Crisis-hit auto giant Volkswagen said Friday it planned to cut 35,000 jobs by 2030 in Germany after reaching an agreement with unions on a drastic cost-cutting plan.

The deal, reached at the end of marathon negotiations with labour representatives, will save Europe’s largest carmaker around four billion euros ($4.2 billion) a year,  the German group said.

But the powerful IG Metall union hailed the agreement, which came just in time for Christmas and put an end to rolling strikes, as it avoided forced redundancies and plant closures.

Volkswagen had originally said it was considering shuttering production sites in Germany, which would have been an unprecedented move in the 87-year history of the carmaker.

The situation at the eponymous mass-market Volkswagen brand, which employs around 120,000 people in Germany, was “serious” and demanded urgent action, management argued.
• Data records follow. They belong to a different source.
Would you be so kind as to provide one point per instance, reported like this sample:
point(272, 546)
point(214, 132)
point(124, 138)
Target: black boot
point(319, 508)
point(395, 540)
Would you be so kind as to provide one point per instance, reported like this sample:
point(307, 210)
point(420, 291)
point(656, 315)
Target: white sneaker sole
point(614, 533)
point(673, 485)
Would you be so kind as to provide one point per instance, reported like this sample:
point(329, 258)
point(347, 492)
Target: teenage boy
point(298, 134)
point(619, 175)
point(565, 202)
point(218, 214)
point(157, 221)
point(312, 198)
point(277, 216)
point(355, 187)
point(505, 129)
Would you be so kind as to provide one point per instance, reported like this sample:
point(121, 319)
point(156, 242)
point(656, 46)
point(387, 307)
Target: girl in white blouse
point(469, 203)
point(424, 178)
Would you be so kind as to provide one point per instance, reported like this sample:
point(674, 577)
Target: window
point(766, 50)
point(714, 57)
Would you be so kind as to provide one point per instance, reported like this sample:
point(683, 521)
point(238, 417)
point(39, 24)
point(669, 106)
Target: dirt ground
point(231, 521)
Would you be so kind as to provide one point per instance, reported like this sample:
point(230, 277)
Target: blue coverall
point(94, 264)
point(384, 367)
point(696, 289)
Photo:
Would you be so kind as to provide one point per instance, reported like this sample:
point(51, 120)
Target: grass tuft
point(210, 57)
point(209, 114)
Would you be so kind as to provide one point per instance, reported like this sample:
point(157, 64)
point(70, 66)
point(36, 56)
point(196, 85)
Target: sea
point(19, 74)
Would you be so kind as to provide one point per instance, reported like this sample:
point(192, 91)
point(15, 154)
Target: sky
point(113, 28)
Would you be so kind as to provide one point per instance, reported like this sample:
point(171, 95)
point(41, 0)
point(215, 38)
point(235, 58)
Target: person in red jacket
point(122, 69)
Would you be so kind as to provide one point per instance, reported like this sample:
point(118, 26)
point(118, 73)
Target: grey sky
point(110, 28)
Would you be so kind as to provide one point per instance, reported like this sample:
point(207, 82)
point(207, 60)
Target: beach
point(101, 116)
VW has struggled with the transition to electric vehicles as it battles rising competition in China from local manufacturers, such as BYD and Geely.

The 10-brand group — which also owns Audi, Porsche and Skoda — has said it also has to contend with falling demand and elevated labour and production costs in Europe.

– Production moves –

“There will be no plant closures,” negotiator Thorsten Groeger from the IG Metall union told a press conference.

The agreement would however see production stop at Volkswagen’s smallest factory in Dresden at the end of 2025.

An “alternative overall concept” would be found for the site, which employs around 300 people, with Volkswagen’s continued involvement, unions said.

At VW’s plant in Osnabrueck, where some 2,300 people work, production would continue until mid-2027 before “other uses” for the site were found, the carmaker said.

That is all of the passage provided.